POSIX Impact

A friend and colleague Donn Terry passed this week. Donn was one of the early and key leaders in the POSIX (UNIX/LINUX) standards effort, and considered this to be one of his major contributions. I fully agree with Donn.

The IEEE POSIX work started in 1984 as an outgrowth of work initiated in the /usr/group organization to build a standard on the two variations of UNIX at the time - version 6 and BSD (Berkeley). Dr. Steve Sherman of U. Nevada had initiate a similar project in IEEE (via a "PAR" - Project Authorization Request), and Heinz Lycklama (for /usr/group) and myself (for IEEE) served as co-chairs of the initial working group. The first version of the IEEE Std 1003 was published in 1988 with the reference "IEEE IX" -- building on the popular use of "IX" suffixes on brands of the UNIX System. At the suggestion of Richard Stallman, this was changed to POSIX for "portable operating system interface".
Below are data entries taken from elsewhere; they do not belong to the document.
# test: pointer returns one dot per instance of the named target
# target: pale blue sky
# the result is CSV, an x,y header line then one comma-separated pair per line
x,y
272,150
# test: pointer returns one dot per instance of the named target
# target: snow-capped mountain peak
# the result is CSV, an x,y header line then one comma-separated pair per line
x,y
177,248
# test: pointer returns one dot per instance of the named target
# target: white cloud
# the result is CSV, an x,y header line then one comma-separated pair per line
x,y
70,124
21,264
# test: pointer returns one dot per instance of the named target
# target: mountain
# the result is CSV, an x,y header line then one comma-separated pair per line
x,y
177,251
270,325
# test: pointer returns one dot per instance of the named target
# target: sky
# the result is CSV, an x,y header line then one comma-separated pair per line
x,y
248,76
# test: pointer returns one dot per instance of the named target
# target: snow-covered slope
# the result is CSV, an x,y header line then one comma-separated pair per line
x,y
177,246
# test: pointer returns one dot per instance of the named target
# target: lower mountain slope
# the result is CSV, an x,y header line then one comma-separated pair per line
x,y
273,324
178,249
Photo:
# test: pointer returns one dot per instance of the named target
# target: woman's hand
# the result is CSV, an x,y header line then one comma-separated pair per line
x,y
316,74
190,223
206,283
Donn joined the effort early when he worked with HP and accepted the role of vice chair when Heinz went on to other interests. As the effort expanded, Donn suggested breaking the different topics into different documents and working groups. This created the basis for the PASC (Portable Applications Standards Committee) which I chaired and Donn took the lead on the 1003.1 operating system interface. We formed additional committees to address the shell environment (1003.2) led by Hal Jespersen and Don Cragun.

The interest of the US Federal Government NIST (previously National Bureau of Standards) at using this for government procurement, an effort led by Roger Martin, drew in participation of a wide range of corporate interests. Project 1003.3 was created to define "test methods" for the other projects. The focus unambiguous wording to facilitate testing resulted in significant improvements in the clarity of the documents, and ultimately a conformance test suite developed by NIST. (Roger chaired the 1003.3 effort and a set of real time interfaces was initiated as 1003.4 with Susan Corwin as chair.)

A meeting with the "BISON" (Bull, ICL, Siemens, Olivetti and Nixdorff) group at a meeting in Florence with the publication of that first version of the document resulted in early collaboration between the two, and initiation of the ISO POSIX work at the international level. The resulting ISO/IEC STD 8845 projects were developed in parallel with the IEEE work. Donn and the other PASC leaders were active participants in this effort, providing guidance and input at the IEEE technical meetings and the ISO/IEC SC22/WG15 POSIX working group. (BISON became X/Open became The Open Group.)

We held one of our international meetings in Sweden in conjunction with a UNIX conference there (1991?). A student participating in that had a discussion with us about his work, indicating he was developing his own operating system, which we suggested might follow the POSIX standard. The result is the LINUX system, which may well have expanded beyond the initial System V (after system 7) AT&T product and BSD versions in terms of installations.

At this point, 2022, a significant number of POSIX compatible or influenced systems exist in servers, cloud computing centers, high performance computers, Apple systems (initially BSD variations), and many cell phone systems. The number of devices measuring into the billions. There are many tales to be told about the twists and turns in the evolution of this set of standards, perhaps in another post.

Looking back at the role Donn played, along with a few other key leaders, it is clear to me that the overall set of projects would never have engaged industry, government, and the international acceptance without their personal commitment, collaborative capabilities and technical understanding. Donn's passing brings into my focus the level of teamwork and commitment that is involved in changing the world. And yes, we did change the world -- thanks to this team.